Supreme Court backs states’ use of execution drug

Sedative had controversial role in several cases

The sedative midazolam has been used on inmates before they were injected with other drugs that cause severe pain.
The sedative midazolam has been used on inmates before they were injected with other drugs that cause severe pain.Stuart Isett/The New York Times 2012 files

WASHINGTON — The Supreme Court ruled on Monday against three death row inmates who had sought to bar the use of an execution drug that they said could cause excruciating pain.

In the process, two dissenting members of the court — Justices Stephen G. Breyer and Ruth Bader Ginsburg — came very close to announcing they were ready to rule the death penalty unconstitutional.

This gave rise to a slashing debate with Justices Antonin Scalia and Clarence Thomas about the reliability and effectiveness of the punishment, a dispute that overshadowed the core issue in the case.

The 5-to-4 decision on the execution drug broke along familiar lines, with Justice Anthony M. Kennedy joining the court’s more conservative members to allow its use.


Justice Samuel A. Alito Jr., writing for the majority, said the inmates had failed to identify an available and preferable method of execution and also failed to make the case that the challenged drug entailed a substantial risk of severe pain.

The drug, the sedative midazolam, played a part in three long and apparently painful executions last year. It was used in an effort to render inmates unconscious before they were injected with other drugs that cause severe pain.

In dissent, Justice Sonia Sotomayor, who joined the other three members of the court’s liberal wing, said, “The court’s available-alternative requirement leads to patently absurd consequences.”

“Petitioners contend that Oklahoma’s current protocol is a barbarous method of punishment — the chemical equivalent of being burned alive,” Sotomayor wrote. “But under the court’s new rule, it would not matter whether the state intended to use midazolam, or instead to have petitioners drawn and quartered, slowly tortured to death, or actually burned at the stake.”

Breyer, Ginsburg, and Justice Elena Kagan joined Sotomayor’s dissent.

In a second, more sweeping dissent, Breyer, joined by Ginsburg, said it was time to consider a larger issue.


“Rather than try to patch up the death penalty’s legal wounds one at a time,” Breyer wrote, “I would ask for full briefing on a more basic question: whether the death penalty violates the Constitution.”

In a 46-page dissent that included charts and maps, he said “it is highly likely that the death penalty violates the Eighth Amendment,” which bars cruel and unusual punishments. He said there was evidence that innocent people have been executed, that death row exonerations were frequent, that death sentences were imposed arbitrarily, and that the capital justice system was warped by racial discrimination and politics.

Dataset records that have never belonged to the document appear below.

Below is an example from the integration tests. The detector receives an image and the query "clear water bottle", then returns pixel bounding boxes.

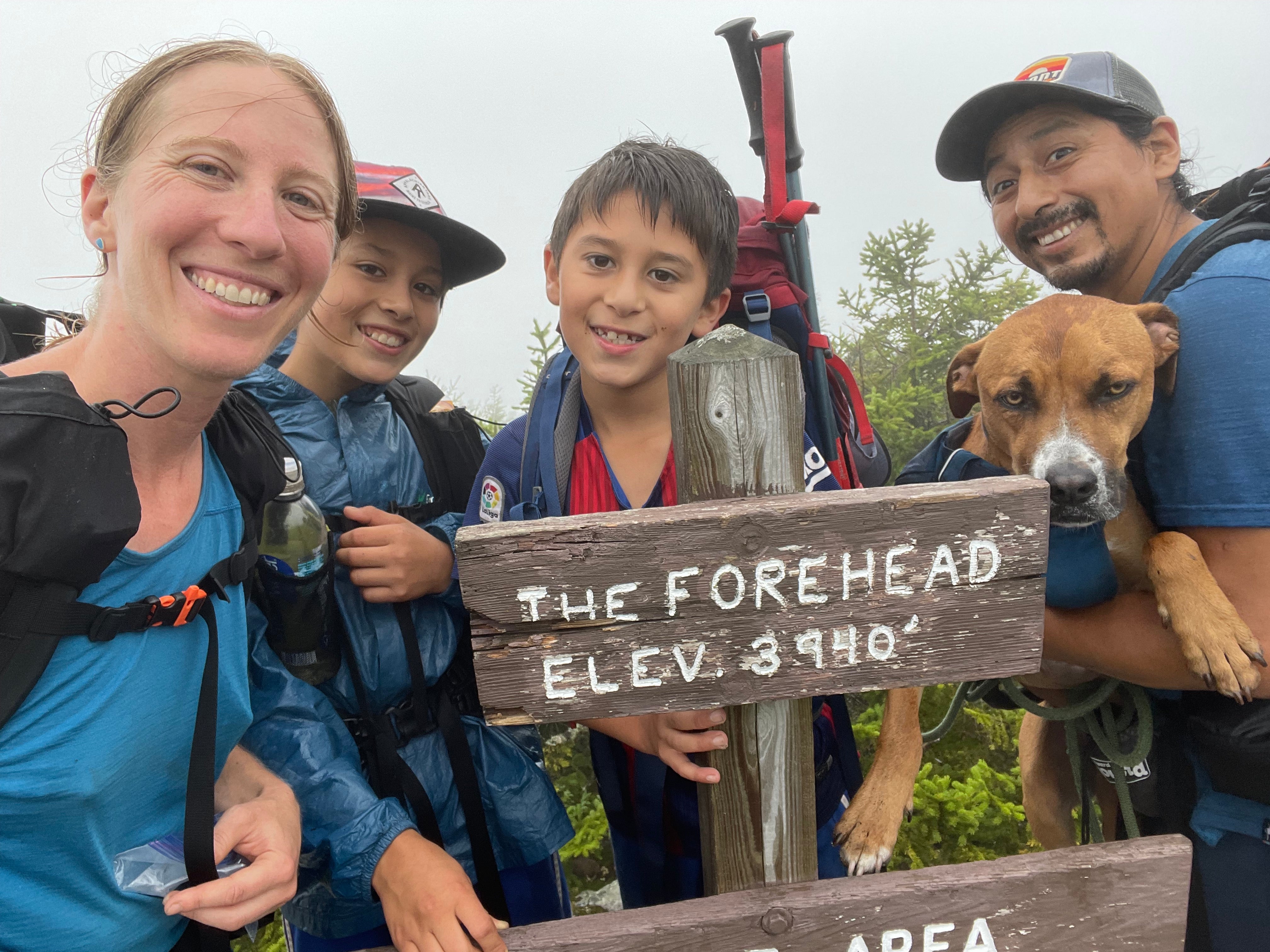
[258,457,340,684]
[259,456,330,579]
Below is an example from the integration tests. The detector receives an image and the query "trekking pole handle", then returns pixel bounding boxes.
[753,29,803,173]
[715,16,763,159]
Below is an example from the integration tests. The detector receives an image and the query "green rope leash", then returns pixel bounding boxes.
[922,678,1154,843]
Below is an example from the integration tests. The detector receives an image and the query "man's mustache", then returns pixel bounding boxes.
[1015,198,1099,247]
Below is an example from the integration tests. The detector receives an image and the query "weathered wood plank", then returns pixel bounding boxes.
[752,698,817,886]
[396,836,1190,952]
[459,476,1049,723]
[667,325,817,896]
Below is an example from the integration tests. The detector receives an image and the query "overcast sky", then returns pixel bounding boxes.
[0,0,1270,402]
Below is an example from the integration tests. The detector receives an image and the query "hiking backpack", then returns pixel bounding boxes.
[0,311,497,952]
[723,198,890,489]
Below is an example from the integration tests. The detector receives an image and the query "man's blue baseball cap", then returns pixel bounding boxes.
[935,52,1164,182]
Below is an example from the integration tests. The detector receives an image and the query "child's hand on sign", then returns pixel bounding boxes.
[371,830,507,952]
[582,708,728,783]
[335,505,455,602]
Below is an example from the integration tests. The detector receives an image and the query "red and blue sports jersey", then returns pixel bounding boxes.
[464,405,860,909]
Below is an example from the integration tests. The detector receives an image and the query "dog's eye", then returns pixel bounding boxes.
[1102,380,1133,402]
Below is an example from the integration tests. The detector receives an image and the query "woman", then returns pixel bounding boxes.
[239,162,573,952]
[0,41,356,952]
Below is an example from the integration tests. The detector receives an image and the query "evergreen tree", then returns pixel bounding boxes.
[831,220,1040,475]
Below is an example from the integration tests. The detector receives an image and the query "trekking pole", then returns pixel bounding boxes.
[734,29,839,461]
[715,16,763,159]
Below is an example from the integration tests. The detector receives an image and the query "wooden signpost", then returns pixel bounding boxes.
[457,326,1189,952]
[373,836,1190,952]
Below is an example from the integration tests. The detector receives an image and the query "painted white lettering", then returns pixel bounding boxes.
[666,565,701,618]
[961,919,997,952]
[869,625,895,661]
[885,546,913,595]
[842,548,872,602]
[798,555,829,605]
[754,558,785,608]
[542,655,578,701]
[922,923,956,952]
[923,546,961,592]
[966,538,1001,585]
[749,631,781,678]
[560,589,596,622]
[587,655,617,694]
[794,628,824,668]
[516,585,547,622]
[604,581,639,622]
[710,562,746,612]
[833,625,856,664]
[631,647,662,688]
[673,641,706,684]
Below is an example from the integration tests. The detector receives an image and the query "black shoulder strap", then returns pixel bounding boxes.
[384,376,485,522]
[213,387,295,540]
[1146,169,1270,303]
[0,297,52,363]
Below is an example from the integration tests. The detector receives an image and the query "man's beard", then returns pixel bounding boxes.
[1015,198,1114,293]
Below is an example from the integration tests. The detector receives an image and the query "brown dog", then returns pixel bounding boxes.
[834,294,1265,875]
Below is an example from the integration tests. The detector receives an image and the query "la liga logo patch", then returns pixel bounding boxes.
[479,476,507,522]
[1015,56,1072,82]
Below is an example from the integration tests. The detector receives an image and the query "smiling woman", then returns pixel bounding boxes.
[0,41,356,952]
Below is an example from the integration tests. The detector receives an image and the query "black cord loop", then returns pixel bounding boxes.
[93,387,180,420]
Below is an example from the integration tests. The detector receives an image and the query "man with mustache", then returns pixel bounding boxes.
[936,52,1270,952]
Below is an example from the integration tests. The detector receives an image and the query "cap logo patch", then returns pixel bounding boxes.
[392,173,441,209]
[478,476,507,522]
[1015,56,1072,82]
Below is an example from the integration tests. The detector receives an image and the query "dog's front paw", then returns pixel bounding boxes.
[1159,598,1266,703]
[1143,532,1266,702]
[833,787,913,876]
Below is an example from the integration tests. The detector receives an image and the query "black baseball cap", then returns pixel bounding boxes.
[935,52,1164,182]
[357,162,507,288]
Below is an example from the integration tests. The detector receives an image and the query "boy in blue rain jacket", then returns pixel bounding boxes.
[239,162,573,952]
[465,140,860,909]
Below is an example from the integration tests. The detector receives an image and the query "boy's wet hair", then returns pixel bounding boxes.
[551,136,739,301]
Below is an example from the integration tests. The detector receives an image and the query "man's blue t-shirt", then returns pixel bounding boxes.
[1142,222,1270,528]
[0,438,251,952]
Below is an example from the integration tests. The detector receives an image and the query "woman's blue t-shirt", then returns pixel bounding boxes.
[0,439,251,952]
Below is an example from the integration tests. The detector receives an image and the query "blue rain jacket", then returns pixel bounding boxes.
[239,344,573,938]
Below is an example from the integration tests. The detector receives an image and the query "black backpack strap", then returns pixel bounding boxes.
[384,376,485,522]
[1146,170,1270,303]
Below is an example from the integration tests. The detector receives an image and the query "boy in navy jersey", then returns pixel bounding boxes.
[465,140,860,908]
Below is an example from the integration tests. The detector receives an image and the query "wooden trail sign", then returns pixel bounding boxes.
[457,476,1049,723]
[373,836,1191,952]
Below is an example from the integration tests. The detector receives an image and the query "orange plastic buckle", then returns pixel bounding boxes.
[171,585,207,628]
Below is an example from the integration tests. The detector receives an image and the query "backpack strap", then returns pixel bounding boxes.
[1144,170,1270,303]
[384,376,485,523]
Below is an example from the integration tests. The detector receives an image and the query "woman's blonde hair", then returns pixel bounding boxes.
[88,39,357,239]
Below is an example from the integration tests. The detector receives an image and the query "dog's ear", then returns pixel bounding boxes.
[944,340,983,419]
[1133,303,1180,394]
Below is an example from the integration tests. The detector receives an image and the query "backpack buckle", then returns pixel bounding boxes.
[741,291,772,324]
[145,585,207,628]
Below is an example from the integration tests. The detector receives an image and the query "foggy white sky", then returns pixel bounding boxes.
[0,0,1270,402]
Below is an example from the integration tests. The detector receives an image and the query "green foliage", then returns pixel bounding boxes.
[851,684,1040,870]
[230,913,287,952]
[831,220,1040,475]
[516,319,563,412]
[542,723,616,913]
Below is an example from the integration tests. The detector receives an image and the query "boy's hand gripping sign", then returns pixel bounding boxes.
[457,476,1049,723]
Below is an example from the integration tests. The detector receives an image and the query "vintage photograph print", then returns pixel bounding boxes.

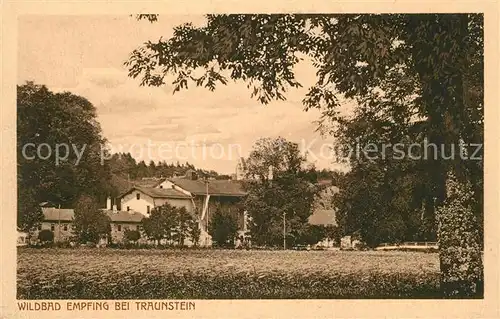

Breyer added that there was scant reason to think that the death penalty deterred crime and that long delays between death sentences and executions might themselves violate the Eighth Amendment.

Scalia responded to what he called “Justice Breyer’s plea for judicial abolition of the death penalty” by calling it “gobbledy gook.” The punishment is contemplated by the Constitution, Scalia said, and disingenuously opposed on grounds created by its opponents.

Criticizing the death penalty on the grounds that it is not implemented fast enough, for instance, Scalia said, “calls to mind the man sentenced to death for killing his parents, who pleads for mercy on the ground that he is an orphan.’’

Scalia said the justices need to consider those whose lives are affected by violence.

“The suggestion that the incremental deterrent effect of capital punishment does not seem ‘significant’ reflects, it seems to me, a let-them-eat-cake obliviousness to the needs of others. Let the people decide how much incremental deterrence is appropriate,” he said.


Several states started to use midazolam in executions after manufacturers refused to sell them the barbiturates that were traditionally used.